There they go, marching at random up the strand.
They are founded in our trust and patience, they are adorned with our attention and affection, and they are constructed of our blood, sweat and tears. They may seem insignificant, or even a bit silly, to inhuman eyes. To human beings they are constructs of the most glorious beauty, and our delight in their building is the greatest of all things. We are children at the beach. Happily reshaping our sandy lives.
Every one of these edifices we build, without exception, is fragile. They are all mortal. And the sea heeds not even our most ardent pleas. At its fancy it rolls over our mightiest efforts as a flood would an anthill.
Still we rail against it, we do our damnedest to hold it back, and rightfully so. Labor as we might nothing stops the waves from eventually washing out these things we've built.
And we are left confused and empty.
It hurts so bad to lose one that we've loved. It hurts SO bad. In English the feeling is called grief, and countless mouths have given it a voice in countless other tongues, since before we even learned to use them. Look at elephants, or a great many other creatures that mourn their dead. They know. What really happens is unspeakable. No language really contains it. We are left with a massive hole inside us; one that will heal, with care, but which will never be filled again.

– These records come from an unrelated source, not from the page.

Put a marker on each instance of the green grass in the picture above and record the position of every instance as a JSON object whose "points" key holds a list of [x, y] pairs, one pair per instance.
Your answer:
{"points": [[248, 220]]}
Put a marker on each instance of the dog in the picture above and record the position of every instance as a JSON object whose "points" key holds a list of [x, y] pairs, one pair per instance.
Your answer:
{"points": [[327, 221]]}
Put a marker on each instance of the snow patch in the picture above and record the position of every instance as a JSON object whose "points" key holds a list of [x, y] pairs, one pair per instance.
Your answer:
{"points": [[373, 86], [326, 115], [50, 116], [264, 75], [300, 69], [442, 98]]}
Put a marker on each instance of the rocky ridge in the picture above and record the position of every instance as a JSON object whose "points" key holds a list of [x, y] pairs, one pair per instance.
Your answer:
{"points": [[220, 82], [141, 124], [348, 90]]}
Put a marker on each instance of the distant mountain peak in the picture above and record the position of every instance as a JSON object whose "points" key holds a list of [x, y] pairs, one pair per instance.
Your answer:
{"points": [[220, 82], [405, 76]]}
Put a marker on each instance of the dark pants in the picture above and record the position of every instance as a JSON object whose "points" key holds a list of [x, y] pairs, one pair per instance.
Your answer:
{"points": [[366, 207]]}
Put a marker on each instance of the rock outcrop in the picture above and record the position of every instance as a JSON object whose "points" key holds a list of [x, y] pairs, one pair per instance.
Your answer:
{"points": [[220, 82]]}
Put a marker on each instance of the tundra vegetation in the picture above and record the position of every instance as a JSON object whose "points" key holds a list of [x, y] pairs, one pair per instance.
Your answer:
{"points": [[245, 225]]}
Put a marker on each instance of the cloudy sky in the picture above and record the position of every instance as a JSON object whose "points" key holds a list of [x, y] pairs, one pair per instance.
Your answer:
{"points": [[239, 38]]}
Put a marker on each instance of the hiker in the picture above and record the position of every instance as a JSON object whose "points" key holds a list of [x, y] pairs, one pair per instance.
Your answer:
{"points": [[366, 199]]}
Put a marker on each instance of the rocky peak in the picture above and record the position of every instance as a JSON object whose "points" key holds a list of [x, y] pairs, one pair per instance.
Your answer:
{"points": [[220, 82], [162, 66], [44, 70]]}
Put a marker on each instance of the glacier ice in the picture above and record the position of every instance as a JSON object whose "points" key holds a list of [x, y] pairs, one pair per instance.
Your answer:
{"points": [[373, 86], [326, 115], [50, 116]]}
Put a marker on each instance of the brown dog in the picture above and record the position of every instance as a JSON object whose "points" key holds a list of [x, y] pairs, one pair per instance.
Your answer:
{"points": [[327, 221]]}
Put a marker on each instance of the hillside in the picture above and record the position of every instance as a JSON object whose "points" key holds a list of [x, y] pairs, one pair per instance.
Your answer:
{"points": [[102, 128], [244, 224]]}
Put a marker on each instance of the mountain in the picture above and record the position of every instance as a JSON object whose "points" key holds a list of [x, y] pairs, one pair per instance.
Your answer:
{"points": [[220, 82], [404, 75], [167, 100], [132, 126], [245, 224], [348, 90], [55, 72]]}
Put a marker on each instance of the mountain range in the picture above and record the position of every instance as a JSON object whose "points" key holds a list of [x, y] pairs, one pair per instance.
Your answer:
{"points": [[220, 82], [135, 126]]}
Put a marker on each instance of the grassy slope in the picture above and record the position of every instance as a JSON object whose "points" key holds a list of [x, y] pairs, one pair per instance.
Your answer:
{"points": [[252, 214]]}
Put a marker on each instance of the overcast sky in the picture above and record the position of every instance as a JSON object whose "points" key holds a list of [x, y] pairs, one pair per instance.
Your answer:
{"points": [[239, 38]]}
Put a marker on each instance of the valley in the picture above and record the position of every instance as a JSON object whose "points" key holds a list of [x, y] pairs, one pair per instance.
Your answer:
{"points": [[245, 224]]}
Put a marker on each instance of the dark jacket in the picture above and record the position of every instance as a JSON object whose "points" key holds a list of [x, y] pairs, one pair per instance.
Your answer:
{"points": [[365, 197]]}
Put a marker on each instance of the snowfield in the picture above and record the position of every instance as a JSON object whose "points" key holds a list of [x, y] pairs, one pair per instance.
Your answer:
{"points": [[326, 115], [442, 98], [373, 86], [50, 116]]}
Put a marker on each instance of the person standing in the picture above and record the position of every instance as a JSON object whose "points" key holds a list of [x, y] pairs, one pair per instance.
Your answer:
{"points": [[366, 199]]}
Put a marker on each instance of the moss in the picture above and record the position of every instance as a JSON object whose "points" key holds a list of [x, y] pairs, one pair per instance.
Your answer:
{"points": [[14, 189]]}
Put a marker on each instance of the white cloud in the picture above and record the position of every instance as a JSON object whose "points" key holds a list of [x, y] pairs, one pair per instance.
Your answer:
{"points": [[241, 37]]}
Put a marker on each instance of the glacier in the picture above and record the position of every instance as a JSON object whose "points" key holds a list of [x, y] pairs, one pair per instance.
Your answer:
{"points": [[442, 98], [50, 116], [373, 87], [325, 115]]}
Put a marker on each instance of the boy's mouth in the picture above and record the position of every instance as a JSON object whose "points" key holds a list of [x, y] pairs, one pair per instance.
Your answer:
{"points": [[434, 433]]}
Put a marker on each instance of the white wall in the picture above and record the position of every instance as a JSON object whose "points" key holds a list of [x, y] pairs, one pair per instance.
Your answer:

For all our accomplishments as a species, for all our pride, we are still brought to our knees when this terrible thing happens to each of us. It never really ends. It gets easier, but at no point is it ever truly easy. Our loved one's face is forever gone. They remain in our scrapbooks, in our home movies. Their names are printed on old checks, signed to important documents, etched in stone. They remain in a special place buried deep in our neurons. Therein at least, with the half-light of memory, a shadow of our love is cast.
But a memory cannot be hugged. They are gone. And woe are we.
Most of us go back to our lives, those that are able. We go back to our building in spite of our pain, back to glory and beauty. We know deep down that the loves we build, our sandcastles, are the best things we will ever behold, we know that in fact they are the best things in all of our known universe, and we know that the privilege of being part of them at all is an infinite blessing.
We have our memories, and sometimes following a loss that is all we have. Sometimes the thought of making more of them, of building again, is terrifying.
But the beach awaits, and, though it is hard, the beauty lies in our own hands. We may fear the sea, but we defy it always, with every breath.
Might as well build a sandcastle.
12:52 PM PT: Many thanks for the rescue. I didn't expect that.